# On Demand compact espresso grinders - recommend?



## les24preludes (Dec 30, 2017)

I intend to upgrade from a Dualit 75002 so looking at smaller economical on demand flat burr type grinders. Prefer to buy used so I get a better model for less, hopefully up to £150. No hurry, so I can wait for the right one.

Looking at Eureka Mignon, Mahlkonig Vario, Anfim KS-T, Quamar Q50E, Macap M2, Fiorenzato M4, Profitek Pro T64, Cunill Tranquillo, Rancilio Rocky, that kind of thing.

Any I should prefer, any I should dismiss? Any good offers available?


----------



## Mrboots2u (May 10, 2013)

your budget will likely rule out the T64 , i wouldnt touch a Rocky , i haven't seen an Anfim KSt come up for sale .

£150 is the real bottom end of what Mignons sell for second hand . Save up a bit more to £200 , dont get a Rocky for any money ..


----------



## les24preludes (Dec 30, 2017)

I've decided I want an on demand grinder - I have a small kitchen and I don't want anything massive. I've been tempted by bigger grinders like the F5 and Quamar M80 going for £150 and under, but they're all dosers. I'd like the convenience of on demand - just put the PF under it and go. Looks a lot thinner too. I take the point about a Mignon - it's perfect. But since I'm not rushed I'd like to see what else comes up. I'm in two minds about a Vario. Changing burrs is one thing but pulling out PCBs and changing pulleys is another.


----------



## kdr152 (Dec 27, 2017)

Mignon - great machine and very small footprint. It does clump when grinding but not an issue. Picked mine up a few weeks ago after too much research. I properly love the little thing!!

There's a few that have popped up at the right money in the for sale section. There was a bright yellow one a week or so ago. Was just a bit over your 150 but colour was stunning and it looked in mint condition.
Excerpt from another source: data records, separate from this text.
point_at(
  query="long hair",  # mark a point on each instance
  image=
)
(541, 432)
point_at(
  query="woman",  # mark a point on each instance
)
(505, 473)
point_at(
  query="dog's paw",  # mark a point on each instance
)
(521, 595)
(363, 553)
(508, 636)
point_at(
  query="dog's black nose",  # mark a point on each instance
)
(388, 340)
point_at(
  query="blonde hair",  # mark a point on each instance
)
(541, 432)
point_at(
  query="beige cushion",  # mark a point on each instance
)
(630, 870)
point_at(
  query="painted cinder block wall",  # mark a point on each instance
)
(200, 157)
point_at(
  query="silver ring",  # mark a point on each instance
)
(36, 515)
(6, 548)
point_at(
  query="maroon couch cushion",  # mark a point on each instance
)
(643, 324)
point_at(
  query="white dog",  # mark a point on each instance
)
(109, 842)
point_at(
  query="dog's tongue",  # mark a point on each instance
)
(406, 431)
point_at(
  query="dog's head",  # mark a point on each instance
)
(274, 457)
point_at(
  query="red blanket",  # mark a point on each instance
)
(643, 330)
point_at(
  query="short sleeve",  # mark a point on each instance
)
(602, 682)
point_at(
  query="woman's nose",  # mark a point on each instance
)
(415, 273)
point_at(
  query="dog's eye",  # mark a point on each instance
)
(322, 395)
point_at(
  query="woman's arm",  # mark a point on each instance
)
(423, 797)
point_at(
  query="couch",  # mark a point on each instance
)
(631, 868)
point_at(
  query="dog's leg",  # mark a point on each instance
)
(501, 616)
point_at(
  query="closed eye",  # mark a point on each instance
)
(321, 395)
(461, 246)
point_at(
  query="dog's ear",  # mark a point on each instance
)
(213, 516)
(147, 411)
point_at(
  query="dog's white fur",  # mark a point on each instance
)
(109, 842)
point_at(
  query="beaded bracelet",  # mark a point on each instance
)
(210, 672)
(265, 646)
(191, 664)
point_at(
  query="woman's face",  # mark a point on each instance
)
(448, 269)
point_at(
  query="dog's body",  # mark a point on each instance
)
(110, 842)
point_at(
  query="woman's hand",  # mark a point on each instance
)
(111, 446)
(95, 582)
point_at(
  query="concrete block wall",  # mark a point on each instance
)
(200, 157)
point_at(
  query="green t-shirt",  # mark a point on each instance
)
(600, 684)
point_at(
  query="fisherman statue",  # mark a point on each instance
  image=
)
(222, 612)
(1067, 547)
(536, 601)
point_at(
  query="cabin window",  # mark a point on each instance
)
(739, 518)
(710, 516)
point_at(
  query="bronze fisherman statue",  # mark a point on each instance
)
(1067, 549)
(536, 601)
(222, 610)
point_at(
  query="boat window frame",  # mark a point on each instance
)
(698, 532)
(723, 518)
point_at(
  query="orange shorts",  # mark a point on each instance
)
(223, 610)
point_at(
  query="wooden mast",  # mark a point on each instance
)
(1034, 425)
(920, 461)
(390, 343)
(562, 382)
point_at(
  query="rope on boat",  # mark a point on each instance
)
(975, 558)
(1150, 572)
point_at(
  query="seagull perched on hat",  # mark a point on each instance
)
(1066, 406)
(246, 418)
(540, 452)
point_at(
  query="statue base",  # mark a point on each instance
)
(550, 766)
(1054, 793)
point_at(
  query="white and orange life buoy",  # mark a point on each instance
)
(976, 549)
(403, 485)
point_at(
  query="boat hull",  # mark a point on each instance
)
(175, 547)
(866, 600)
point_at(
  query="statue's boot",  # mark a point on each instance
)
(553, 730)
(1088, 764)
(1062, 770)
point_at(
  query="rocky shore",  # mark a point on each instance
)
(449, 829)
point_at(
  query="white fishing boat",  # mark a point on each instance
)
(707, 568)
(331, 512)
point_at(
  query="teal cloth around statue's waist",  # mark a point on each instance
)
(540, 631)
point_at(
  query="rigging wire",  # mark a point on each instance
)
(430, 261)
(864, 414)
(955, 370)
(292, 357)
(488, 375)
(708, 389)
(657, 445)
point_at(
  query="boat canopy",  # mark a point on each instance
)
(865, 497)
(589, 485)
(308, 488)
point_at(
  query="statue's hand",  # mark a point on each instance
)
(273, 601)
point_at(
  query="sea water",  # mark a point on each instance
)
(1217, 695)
With the Bella Barista transferable warranty, you're likely to get an as new unit with remaining ticket?


----------



## KTD (Dec 28, 2017)

The Sage smart grinder is better than the rocky in my experience and offers results on par with the Mignon, that's in my opinion, having owned all three. If you only have 150 to spend I'd get a smart grinder as the Mignon you are likely to get won't be in great nick and you may be able to sneak a brand new sage for around 150 if lucky. However if you can get to 200 a Mignon with a warranty should be within reach and it's superior build quality and solid pedigree would make it a better choice, and it looks better!


----------



## 4085 (Nov 23, 2012)

KTD said:


> The Sage smart grinder is better than the rocky in my experience and offers results on par with the Mignon, that's in my opinion, having owned all three. If you only have 150 to spend I'd get a smart grinder as the Mignon you are likely to get won't be in great nick and you may be able to sneak a brand new sage for around 150 if lucky. However if you can get to 200 a Mignon with a warranty should be within reach and it's superior build quality and solid pedigree would make it a better choice, and it looks better!


but the mignon will be around many years after the sage is in a landfill......ask @glevum


----------



## jimbojohn55 (Jan 15, 2016)

Mazzer mini with a doser if your lucky, cleans sweep mod and away you go or put a funnel on it


----------



## les24preludes (Dec 30, 2017)

jimbojohn55 said:


> Mazzer mini with a doser if your lucky, cleans sweep mod and away you go or put a funnel on it


Well, I may start a thread on just this - converting a doser to a funnel. That would open up a lot of possibilities. How easy is it and which models respond the most readily?


----------



## jimbojohn55 (Jan 15, 2016)

les24preludes said:


> Well, I may start a thread on just this - converting a doser to a funnel. That would open up a lot of possibilities. How easy is it and which models respond the most readily?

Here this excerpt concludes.